Clearly, Jack has a sharp mind but needs assistance with things like cooking, cleaning, getting dressed, and getting in and out of bed.
“How about work,” Ms. Jones asks Jack. “Do you need any assistance there?”
“Not currently. Why? Can I use IHSS there too?”
“Yes, you can. We’d have to transfer some of the hours assigned for in-home support to the workplace, but it can be done. You can use IHSS to help you get, keep, and return to work.”
“Well, that’s good to know,” says Jack. “I probably don’t need that now. But I’ll keep it in mind for the future.”
Ms. Jones completes the needs assessment and informs Jack that he will get a Notice of Action in the mail letting him know if he has been approved or denied In-Home Supportive Services. She also tells Jack that if he is approved for services, he will be responsible for hiring and supervising his care provider. He will need to complete a Provider Enrollment Agreement form with his provider and make sure all timesheets are done properly.
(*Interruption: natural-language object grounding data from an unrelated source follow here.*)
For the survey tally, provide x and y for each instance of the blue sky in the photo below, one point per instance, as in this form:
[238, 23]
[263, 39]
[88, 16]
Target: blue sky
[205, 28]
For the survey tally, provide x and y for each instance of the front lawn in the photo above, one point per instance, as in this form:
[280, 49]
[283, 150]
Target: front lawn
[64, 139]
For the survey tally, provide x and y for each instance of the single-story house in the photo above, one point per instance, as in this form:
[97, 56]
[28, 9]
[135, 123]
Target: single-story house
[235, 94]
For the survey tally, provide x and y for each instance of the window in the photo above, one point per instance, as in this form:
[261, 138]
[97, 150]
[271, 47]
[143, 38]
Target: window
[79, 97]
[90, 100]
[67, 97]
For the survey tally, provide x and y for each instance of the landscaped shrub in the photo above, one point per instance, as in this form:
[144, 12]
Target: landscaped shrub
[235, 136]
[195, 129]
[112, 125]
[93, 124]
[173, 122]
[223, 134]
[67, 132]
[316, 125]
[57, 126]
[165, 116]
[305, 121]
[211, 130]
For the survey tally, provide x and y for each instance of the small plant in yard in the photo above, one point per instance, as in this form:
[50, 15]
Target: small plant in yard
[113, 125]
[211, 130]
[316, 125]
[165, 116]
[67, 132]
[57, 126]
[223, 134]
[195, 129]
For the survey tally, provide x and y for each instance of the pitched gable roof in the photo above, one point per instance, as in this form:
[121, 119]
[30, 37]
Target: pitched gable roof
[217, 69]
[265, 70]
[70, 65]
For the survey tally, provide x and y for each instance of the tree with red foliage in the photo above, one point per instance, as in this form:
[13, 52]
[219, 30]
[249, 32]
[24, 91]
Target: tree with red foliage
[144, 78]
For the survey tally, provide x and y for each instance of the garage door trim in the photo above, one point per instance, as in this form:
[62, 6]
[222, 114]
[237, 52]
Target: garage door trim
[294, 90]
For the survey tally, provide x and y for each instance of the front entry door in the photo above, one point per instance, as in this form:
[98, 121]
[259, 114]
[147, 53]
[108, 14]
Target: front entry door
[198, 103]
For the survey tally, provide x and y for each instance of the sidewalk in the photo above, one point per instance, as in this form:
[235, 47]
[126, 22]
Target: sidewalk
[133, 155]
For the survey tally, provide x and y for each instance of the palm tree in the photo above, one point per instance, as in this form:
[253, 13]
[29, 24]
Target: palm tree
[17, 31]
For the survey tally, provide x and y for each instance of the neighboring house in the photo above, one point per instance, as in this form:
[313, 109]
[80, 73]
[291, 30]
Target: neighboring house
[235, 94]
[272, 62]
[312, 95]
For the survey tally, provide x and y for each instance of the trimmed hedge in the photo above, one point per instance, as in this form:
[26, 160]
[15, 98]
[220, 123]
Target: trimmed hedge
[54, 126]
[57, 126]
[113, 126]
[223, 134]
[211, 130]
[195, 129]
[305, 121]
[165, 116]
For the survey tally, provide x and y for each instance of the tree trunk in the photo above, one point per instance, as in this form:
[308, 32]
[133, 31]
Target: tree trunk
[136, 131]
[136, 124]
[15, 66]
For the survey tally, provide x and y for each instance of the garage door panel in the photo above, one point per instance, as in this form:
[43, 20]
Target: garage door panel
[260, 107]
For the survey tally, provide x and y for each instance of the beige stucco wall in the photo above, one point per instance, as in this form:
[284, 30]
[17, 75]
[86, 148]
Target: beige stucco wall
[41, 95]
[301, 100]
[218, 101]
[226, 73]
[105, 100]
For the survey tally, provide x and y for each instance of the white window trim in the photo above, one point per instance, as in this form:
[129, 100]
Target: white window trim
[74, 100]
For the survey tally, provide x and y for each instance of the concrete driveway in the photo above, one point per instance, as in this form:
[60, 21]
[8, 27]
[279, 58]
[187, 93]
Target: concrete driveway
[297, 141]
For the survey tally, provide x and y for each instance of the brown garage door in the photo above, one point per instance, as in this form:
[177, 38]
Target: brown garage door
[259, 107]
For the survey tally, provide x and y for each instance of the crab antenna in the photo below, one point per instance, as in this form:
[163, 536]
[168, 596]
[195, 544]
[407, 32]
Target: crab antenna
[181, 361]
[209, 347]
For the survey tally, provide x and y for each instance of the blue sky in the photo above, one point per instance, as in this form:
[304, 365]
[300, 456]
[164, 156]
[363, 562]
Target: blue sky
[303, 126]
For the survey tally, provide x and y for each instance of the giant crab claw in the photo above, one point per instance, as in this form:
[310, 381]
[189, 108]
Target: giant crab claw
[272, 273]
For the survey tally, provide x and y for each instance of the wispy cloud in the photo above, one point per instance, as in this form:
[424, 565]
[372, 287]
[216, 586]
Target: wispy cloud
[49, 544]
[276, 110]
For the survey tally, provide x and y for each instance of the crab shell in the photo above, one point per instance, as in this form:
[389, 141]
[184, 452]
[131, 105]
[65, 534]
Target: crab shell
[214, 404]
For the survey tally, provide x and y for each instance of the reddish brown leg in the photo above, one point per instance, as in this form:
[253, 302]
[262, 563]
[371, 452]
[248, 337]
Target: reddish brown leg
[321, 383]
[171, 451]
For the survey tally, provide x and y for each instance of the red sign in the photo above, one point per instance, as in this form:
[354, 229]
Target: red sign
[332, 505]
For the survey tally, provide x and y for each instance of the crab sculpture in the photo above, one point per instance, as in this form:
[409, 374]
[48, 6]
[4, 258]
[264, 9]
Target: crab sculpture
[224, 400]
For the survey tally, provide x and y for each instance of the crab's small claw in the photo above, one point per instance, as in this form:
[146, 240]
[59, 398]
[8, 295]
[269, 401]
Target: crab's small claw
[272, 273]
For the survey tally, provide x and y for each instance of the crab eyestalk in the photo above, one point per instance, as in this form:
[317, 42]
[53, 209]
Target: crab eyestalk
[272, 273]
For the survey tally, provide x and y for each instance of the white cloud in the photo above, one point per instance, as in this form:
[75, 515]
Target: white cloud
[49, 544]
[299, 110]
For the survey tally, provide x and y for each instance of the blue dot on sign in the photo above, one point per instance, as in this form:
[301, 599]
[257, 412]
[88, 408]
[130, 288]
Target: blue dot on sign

Two weeks later, Jack gets a Notice of Action in the mail with good news. He has been approved for 60 hours of IHSS each month. Jack won’t have to pay anything and all of his authorized services will be covered by IHSS. Jack is thrilled and hires Wendy, a retired neighbor and long-time friend, to provide the services. Wendy comes by every day to help Jack in and out of bed. She prepares meals for him, cleans, and does some of his laundry. She also provides personal care services like dressing, grooming, and bathing. When necessary, she drives Jack to his doctor’s appointments.
It turns out to be a great arrangement. Wendy enjoys the part-time work and Jack is extremely grateful for the help. His depression has lifted, he has more energy than he used to, and he is thrilled to be able to remain in his own home. It’s a win-win for everyone involved.